1. Take the extra five minutes to treat it.

We know, we know. The second you buy a new bag you want to break it out, but pretreating the leather (rubbing the surface with an oil-based coating like Bee Natural Leather Finish Wax) prevents ink and oil stains from sinking in.

2. Give it a good cleaning twice a year.
“Some oil is good and will bring out the leather’s natural creases and that beautiful darkened fade,” says Arty. “But it needs to be cleaned so the patina is truly the leather breaking in, not buildup.” Two times per year, apply two coats of a conditioner (Arty recommends Bee Natural Mink Oil) with a leather brush, and finish with their Leather Protector spray.

3. Be hands-on with your bag.
This one’s for those who like that kinda slouchy look and don’t want to wait a year to get it. Arty suggests laying your bag on a flat surface and then, starting from the bottom, roll it up.

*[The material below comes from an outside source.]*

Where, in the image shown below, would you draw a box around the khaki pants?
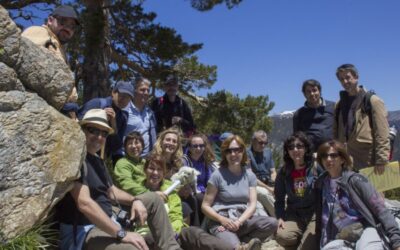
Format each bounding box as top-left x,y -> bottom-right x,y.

Reroll starting from a different side of the tote. Then, turn it inside out and roll it again.

4. Have a plan in case of ink/red wine/lip balm/etc. emergencies.
There are some things even pretreated leather can’t fight. Arty advises bringing your bag to a specialist and resisting the urge to sprinkle the stain with powder or cornstarch. P.S. Though it’s counterintuitive, do not use soap—it can’t penetrate a stain and will strip your bag’s natural finish, not to mention leave a residue.

5. Accept that how you care for your bag is how it will look.
The aforementioned treatments will slow down the aging process, but a bag that’s often tossed onto the floor will look like just that. Show a little extra love toward your bag, and it’ll show you a little extra love right back.